Clocking in at 175 seconds and wasting not a single one of them, Scum Of The Earth was originally featured on the outrageously brilliant Mission: Impossible 2 soundtrack before being recycled as an advance single for The Sinister Urge with good reason. White-knuckle riffs. Neck-wrecking rhythms. A chorus that grabs you like demonic possession. The colourfully fatalistic lyrics (‘Run and kill / Destroy the will / A hero that doesn't exist… Smoking gun / Well I am the one / A bullet hole / In your fist’) mightn’t be heavy on narrative substance, but they work perfectly with the looping, stripped-down structure. By the time the weird, wailing female vocals drop in on the final chorus, you’ll probably be too punch-drunk to truly pay heed.

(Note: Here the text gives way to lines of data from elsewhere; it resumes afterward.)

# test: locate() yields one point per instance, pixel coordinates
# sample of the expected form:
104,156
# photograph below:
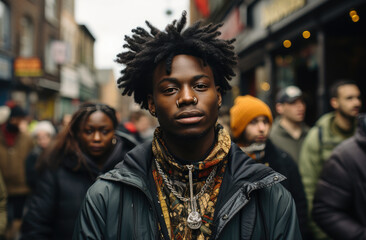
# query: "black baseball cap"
289,94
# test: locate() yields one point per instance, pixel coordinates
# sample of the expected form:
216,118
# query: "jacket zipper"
245,203
150,201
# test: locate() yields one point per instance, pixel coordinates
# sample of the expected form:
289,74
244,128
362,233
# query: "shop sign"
275,10
5,68
28,67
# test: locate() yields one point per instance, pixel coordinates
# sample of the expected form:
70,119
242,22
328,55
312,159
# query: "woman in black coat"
86,148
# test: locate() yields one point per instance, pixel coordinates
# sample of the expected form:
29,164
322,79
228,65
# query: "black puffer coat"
340,199
53,208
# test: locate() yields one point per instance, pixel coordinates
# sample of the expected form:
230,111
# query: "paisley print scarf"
175,211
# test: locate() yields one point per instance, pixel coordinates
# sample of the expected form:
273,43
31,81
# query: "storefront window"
50,65
51,10
27,37
4,26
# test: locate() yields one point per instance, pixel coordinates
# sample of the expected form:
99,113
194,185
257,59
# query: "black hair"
335,86
147,50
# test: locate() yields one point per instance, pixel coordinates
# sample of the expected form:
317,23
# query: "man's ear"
219,97
151,104
334,103
279,108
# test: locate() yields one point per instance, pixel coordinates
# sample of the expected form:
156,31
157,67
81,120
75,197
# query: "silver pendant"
194,220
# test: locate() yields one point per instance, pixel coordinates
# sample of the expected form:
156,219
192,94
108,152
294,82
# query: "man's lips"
96,149
189,117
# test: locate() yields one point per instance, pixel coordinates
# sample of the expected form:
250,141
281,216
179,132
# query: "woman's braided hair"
147,50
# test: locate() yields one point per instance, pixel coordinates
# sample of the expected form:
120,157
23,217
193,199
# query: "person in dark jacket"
339,203
251,121
190,182
85,149
43,133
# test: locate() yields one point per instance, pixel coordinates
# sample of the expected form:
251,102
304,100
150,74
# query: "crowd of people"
206,172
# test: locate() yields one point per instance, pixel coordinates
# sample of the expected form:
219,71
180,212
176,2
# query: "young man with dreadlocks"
191,182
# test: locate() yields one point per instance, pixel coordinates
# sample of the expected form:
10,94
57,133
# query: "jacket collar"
241,172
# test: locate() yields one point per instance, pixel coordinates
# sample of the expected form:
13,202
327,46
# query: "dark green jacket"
251,205
315,151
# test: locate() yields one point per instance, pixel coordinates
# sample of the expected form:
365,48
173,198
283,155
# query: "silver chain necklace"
194,220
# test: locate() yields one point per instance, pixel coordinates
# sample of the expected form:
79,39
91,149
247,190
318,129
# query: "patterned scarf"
174,210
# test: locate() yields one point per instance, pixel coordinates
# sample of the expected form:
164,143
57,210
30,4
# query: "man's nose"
187,96
96,136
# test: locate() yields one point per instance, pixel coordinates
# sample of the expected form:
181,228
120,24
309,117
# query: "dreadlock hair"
147,50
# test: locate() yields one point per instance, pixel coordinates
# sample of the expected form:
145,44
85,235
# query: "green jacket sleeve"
310,166
284,223
91,221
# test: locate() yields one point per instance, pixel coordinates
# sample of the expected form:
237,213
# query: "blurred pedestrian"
251,121
3,211
4,114
190,182
340,198
85,148
43,133
330,130
15,145
289,130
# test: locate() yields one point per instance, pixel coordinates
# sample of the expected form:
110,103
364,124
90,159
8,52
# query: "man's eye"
169,90
88,131
200,86
105,132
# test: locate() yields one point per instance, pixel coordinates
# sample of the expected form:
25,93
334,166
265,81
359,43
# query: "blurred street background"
56,54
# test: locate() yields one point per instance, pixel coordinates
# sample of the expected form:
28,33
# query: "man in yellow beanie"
251,121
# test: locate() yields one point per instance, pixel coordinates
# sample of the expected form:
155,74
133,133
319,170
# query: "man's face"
294,112
189,79
257,131
348,102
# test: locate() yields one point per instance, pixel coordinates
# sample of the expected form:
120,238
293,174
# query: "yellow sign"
275,10
28,67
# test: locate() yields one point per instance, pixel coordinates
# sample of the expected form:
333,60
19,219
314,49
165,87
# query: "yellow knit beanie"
245,109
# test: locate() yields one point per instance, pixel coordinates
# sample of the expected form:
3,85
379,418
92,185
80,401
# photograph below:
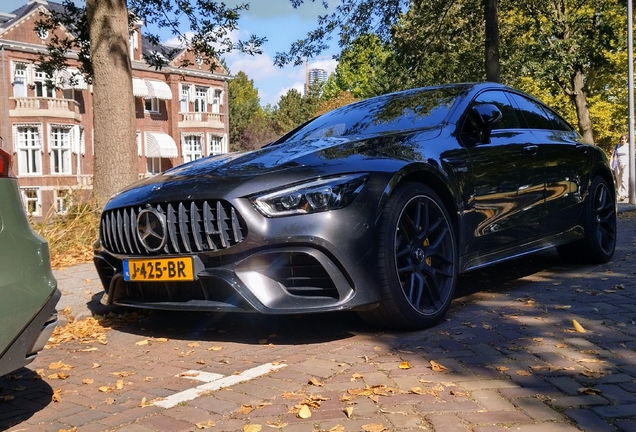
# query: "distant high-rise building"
315,75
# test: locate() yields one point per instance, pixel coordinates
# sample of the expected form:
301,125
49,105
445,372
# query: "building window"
62,201
200,99
41,89
153,165
192,148
185,98
32,201
216,144
60,146
19,80
216,101
152,105
29,150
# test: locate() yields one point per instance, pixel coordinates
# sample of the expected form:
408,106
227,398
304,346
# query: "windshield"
419,108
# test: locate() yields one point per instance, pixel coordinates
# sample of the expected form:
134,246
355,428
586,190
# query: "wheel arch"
441,188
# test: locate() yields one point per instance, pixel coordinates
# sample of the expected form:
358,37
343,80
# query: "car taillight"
5,164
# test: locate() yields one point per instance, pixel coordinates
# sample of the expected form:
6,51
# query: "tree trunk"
492,41
579,97
113,101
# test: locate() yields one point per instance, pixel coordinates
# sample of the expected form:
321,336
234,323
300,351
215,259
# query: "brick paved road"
509,359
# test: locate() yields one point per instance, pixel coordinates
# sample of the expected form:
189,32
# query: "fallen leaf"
144,404
245,409
60,365
304,412
205,425
589,391
578,327
437,367
376,427
57,395
314,381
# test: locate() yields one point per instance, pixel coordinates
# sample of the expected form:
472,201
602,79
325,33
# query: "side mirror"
484,117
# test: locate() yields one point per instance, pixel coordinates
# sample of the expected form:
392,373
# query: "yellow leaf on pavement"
437,367
304,412
376,427
205,425
578,327
405,365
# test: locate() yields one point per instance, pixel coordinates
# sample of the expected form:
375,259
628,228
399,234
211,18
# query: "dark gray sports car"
375,207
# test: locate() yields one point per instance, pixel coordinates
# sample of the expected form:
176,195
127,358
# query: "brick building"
181,113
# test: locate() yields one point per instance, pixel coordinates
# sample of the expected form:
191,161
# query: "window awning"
72,78
139,88
160,144
158,89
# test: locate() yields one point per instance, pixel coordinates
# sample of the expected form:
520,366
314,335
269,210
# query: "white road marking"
214,382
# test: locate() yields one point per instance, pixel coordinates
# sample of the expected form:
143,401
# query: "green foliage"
293,110
244,105
361,69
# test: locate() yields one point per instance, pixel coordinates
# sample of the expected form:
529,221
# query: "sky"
281,24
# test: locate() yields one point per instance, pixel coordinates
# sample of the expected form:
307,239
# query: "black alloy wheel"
599,222
417,260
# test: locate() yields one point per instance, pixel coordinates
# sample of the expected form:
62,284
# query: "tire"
599,223
417,259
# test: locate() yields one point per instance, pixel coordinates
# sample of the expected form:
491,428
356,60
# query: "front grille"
192,226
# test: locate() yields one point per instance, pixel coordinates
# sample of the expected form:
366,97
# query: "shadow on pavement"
22,394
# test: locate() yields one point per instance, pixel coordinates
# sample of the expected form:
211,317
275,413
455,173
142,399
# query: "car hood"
240,174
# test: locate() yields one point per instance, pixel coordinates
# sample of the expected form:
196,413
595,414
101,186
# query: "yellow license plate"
158,269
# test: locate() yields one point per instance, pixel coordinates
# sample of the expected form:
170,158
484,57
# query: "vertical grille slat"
171,222
183,227
208,225
195,218
191,226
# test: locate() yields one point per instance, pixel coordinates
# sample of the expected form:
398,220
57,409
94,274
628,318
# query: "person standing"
620,164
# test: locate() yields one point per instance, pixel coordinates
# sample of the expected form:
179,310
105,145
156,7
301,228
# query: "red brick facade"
181,114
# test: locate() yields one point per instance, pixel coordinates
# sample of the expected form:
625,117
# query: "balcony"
201,120
45,107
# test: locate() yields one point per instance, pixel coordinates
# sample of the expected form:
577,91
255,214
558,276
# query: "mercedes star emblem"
151,229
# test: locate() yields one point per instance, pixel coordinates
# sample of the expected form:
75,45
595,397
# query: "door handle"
531,149
583,148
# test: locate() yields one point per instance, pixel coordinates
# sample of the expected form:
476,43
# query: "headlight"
315,196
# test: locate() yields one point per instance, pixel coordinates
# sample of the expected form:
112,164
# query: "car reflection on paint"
374,207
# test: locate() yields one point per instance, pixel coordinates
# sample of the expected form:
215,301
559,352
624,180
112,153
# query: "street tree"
354,18
576,46
244,105
98,34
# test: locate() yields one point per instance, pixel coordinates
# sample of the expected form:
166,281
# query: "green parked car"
28,290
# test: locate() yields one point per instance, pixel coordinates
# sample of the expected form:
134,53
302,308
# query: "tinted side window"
509,119
532,112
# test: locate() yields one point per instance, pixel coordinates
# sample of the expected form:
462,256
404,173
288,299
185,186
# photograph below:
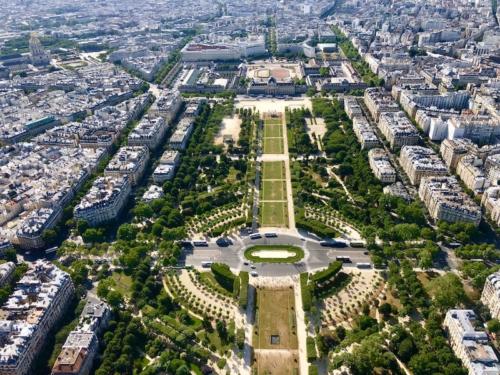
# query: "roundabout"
274,254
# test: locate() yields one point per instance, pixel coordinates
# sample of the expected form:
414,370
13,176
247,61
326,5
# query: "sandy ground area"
273,254
341,308
316,126
272,105
230,126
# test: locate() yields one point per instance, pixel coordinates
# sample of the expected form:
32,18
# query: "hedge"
223,275
315,227
243,301
311,349
328,273
305,291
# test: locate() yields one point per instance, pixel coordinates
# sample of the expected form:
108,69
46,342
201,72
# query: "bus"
357,244
200,243
343,258
333,243
364,265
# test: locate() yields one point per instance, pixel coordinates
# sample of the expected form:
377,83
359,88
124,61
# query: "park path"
289,191
301,327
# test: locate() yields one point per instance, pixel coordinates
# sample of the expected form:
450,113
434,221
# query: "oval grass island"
274,254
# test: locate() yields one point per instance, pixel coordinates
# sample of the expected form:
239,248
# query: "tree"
114,299
385,309
92,235
494,326
127,232
448,291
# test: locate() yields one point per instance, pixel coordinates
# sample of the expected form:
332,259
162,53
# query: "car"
224,242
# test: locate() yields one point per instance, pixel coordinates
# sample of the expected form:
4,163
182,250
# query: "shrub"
305,291
243,300
311,349
223,275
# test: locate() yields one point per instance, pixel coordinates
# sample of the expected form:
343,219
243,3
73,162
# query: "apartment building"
491,294
397,129
149,132
105,200
419,162
29,234
130,161
167,105
352,108
166,168
80,348
6,272
364,133
180,138
491,203
471,172
39,300
381,165
470,344
446,201
452,150
379,101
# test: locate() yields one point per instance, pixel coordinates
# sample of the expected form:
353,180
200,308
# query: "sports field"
273,170
275,321
273,200
273,135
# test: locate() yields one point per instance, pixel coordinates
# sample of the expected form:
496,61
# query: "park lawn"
273,131
275,316
272,121
209,280
273,190
299,253
274,214
273,170
123,283
273,146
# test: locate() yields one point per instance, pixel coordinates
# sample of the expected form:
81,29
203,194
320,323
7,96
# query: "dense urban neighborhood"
249,187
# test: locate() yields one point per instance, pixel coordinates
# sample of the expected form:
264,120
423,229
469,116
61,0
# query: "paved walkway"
289,190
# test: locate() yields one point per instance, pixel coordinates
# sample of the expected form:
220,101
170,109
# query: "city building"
446,201
130,161
397,129
381,165
38,302
364,133
166,167
419,162
81,346
104,201
470,344
149,132
491,294
180,137
37,53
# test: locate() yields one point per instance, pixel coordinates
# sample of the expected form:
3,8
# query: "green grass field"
273,170
273,146
273,190
273,136
273,131
274,214
297,251
275,317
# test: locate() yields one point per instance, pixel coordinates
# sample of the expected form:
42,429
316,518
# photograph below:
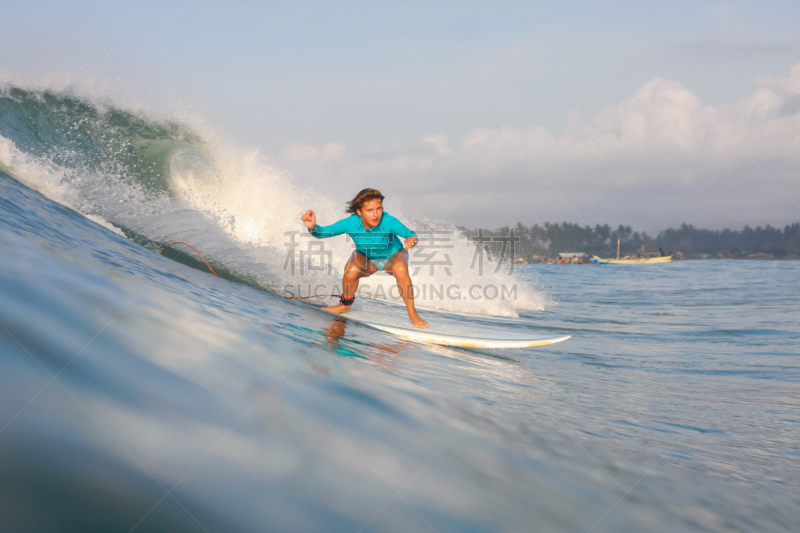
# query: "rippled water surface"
137,393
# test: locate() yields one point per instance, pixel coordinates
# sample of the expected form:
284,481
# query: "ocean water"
142,393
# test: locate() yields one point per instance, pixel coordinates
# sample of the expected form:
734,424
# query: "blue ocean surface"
142,393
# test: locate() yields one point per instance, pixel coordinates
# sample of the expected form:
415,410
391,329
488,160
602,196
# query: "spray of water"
163,180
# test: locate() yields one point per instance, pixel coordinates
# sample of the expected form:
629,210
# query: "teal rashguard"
378,243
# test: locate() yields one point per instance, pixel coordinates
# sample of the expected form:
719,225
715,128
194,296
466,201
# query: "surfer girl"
378,247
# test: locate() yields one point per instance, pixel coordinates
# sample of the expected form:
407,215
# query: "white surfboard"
448,332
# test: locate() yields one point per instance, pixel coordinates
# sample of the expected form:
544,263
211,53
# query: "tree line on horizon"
549,239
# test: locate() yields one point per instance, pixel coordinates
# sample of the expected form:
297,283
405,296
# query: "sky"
646,113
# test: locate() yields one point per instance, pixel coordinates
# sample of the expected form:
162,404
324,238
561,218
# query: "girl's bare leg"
398,267
357,267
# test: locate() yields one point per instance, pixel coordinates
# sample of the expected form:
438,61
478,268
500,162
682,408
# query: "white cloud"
636,161
441,143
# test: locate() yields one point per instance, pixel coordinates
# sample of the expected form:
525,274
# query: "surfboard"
449,332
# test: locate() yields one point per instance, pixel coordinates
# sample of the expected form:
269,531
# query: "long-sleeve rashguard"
380,242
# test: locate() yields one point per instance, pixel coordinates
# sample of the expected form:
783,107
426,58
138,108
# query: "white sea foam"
243,213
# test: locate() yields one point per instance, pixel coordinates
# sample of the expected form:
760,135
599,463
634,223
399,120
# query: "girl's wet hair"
363,197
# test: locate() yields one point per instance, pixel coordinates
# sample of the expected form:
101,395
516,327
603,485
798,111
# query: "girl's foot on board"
421,324
338,308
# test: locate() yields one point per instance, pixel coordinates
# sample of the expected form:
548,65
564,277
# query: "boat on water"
648,254
631,260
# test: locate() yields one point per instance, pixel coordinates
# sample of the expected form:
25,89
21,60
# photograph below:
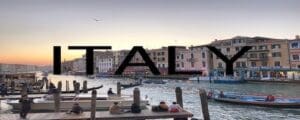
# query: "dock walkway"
100,115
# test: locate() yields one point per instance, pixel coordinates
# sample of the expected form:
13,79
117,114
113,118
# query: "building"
104,62
17,68
294,50
79,66
200,59
266,52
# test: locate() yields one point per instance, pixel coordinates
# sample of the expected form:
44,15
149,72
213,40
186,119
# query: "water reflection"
191,99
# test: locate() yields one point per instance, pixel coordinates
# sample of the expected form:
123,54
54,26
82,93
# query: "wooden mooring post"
74,85
56,96
178,92
47,83
136,96
77,87
67,86
84,87
59,85
24,94
13,85
119,89
93,104
204,105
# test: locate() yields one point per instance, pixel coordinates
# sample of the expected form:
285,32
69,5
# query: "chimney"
297,37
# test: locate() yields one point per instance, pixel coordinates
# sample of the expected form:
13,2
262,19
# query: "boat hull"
259,103
85,104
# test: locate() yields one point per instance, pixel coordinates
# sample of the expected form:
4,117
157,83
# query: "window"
253,64
263,47
237,64
243,64
203,55
253,55
220,65
264,63
263,55
294,45
277,63
275,46
204,64
276,54
228,49
237,49
295,57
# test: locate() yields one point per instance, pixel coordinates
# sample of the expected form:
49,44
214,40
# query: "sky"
29,29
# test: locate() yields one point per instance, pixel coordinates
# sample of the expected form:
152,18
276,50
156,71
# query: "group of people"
3,90
163,107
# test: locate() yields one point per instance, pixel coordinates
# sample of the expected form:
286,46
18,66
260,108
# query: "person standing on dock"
76,109
25,107
51,88
110,92
3,90
115,109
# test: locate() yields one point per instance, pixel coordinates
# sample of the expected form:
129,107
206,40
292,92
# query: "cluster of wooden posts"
136,97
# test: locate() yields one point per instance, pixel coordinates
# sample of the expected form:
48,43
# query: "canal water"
191,99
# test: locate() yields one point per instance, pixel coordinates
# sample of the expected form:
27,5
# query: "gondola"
44,92
130,85
259,101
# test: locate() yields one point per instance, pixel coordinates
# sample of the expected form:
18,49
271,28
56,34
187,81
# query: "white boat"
200,78
42,104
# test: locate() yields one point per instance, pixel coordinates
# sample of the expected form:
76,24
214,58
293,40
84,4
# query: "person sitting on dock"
115,109
110,92
175,108
221,94
209,95
76,109
270,98
3,90
163,106
25,107
51,88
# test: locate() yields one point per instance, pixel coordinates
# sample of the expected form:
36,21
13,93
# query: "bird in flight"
97,20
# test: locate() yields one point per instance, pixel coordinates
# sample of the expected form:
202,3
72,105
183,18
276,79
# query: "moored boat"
66,104
130,85
259,101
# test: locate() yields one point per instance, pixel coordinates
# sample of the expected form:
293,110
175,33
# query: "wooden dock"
100,115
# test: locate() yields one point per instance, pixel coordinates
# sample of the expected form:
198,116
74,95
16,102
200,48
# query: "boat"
42,104
259,101
130,85
199,78
229,80
46,92
154,82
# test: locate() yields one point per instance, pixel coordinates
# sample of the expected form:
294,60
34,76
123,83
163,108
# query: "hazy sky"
29,29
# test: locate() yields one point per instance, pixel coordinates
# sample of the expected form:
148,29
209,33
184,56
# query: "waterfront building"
200,59
79,66
104,62
17,68
294,49
265,53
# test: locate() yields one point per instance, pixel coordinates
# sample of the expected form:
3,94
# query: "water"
191,99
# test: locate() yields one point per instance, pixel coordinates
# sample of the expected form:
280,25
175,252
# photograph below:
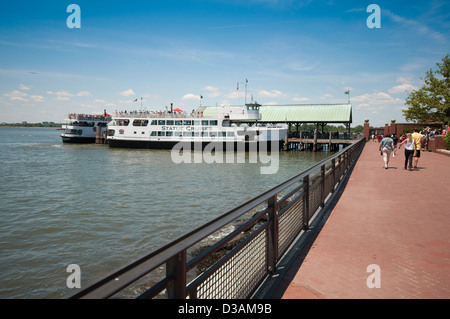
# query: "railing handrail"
125,275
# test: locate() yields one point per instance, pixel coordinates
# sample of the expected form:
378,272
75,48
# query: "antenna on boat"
246,81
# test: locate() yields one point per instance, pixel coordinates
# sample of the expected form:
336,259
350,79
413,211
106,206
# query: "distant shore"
42,125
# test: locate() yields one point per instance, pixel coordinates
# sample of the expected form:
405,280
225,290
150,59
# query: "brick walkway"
393,218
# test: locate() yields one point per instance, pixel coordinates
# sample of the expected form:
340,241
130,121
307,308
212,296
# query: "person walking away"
409,149
386,147
395,139
417,137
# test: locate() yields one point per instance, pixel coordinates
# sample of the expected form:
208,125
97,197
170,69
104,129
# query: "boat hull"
78,139
199,145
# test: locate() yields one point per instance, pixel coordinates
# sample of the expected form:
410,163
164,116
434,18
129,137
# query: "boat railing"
152,114
88,117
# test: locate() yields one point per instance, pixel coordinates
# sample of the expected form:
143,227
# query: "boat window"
123,122
140,122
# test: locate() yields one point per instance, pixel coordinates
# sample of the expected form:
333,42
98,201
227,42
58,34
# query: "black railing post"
176,270
306,202
272,234
322,186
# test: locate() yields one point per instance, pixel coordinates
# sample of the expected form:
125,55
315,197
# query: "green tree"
431,103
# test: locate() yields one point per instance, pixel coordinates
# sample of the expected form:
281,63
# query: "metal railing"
231,255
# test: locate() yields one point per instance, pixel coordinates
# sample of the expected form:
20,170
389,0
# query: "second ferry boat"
234,128
84,128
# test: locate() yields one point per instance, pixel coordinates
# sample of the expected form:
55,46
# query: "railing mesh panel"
290,223
238,276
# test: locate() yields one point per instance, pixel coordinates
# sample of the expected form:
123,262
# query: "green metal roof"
300,113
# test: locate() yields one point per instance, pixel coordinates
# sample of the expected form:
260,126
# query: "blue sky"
305,52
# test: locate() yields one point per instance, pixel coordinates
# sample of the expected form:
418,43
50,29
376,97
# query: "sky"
133,55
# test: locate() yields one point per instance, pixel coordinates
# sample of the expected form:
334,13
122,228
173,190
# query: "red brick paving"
394,218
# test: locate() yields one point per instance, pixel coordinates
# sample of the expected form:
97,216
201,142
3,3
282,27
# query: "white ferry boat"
231,128
84,128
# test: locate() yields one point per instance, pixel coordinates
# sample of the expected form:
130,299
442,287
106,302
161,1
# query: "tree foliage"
431,103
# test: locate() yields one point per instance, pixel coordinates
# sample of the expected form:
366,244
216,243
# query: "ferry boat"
234,128
84,128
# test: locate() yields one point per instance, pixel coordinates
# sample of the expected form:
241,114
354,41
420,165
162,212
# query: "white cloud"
212,91
17,96
326,96
84,93
235,95
60,93
273,93
128,92
191,97
402,88
38,98
300,99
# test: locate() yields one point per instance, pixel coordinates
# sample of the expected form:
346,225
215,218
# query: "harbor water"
99,208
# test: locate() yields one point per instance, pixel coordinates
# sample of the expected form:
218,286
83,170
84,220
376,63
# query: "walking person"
417,137
409,149
395,139
386,147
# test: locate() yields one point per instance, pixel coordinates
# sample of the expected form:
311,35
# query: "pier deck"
393,218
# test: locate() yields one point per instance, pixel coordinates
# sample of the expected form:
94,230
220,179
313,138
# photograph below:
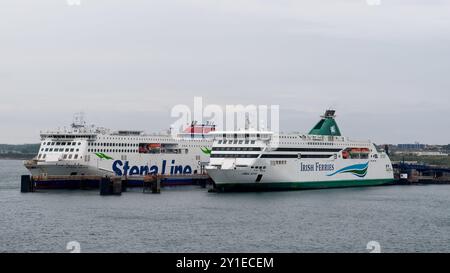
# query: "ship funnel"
327,126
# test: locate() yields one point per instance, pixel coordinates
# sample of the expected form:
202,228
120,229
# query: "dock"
83,182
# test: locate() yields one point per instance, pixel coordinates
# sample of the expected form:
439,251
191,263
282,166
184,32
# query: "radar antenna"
79,120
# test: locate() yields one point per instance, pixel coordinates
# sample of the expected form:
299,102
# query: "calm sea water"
189,219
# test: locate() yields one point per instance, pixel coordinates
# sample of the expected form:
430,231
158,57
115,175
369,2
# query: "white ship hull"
259,160
291,175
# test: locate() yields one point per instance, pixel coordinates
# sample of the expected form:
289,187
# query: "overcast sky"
385,68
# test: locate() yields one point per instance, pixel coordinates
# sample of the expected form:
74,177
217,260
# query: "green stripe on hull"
300,185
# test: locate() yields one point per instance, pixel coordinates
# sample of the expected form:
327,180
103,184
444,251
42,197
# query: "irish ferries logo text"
359,170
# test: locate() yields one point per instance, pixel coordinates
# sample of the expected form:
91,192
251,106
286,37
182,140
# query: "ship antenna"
247,121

It might’ve been one of the last songs completed for Hellbilly Deluxe, but the first single Rob Zombie released since striking out alone as a solo artist is still the prototype to which all others aspire. Taking the sinister swagger that had served him so well as the frontman of White Zombie, welding on elements of thumping industrial and pulsating electronica, then revving the whole thing well past the redline (the title is a reference to Grandpa Munster’s racer DRAG-U-LA from cult ’60s TV show The Munsters), there’s just so much momentum on show here that it’s impossible not to be levelled – even more than two decades further down the track. With its iconic opening sample (“Superstition, fear and jealousy”) lifted from Christopher Lee’s performance in classic horror The City Of The Dead, the video for Dragula was also something of a coming-out for Zombie as a film maker, capturing the imaginations of metal and movie fans around the globe. An immortal banger.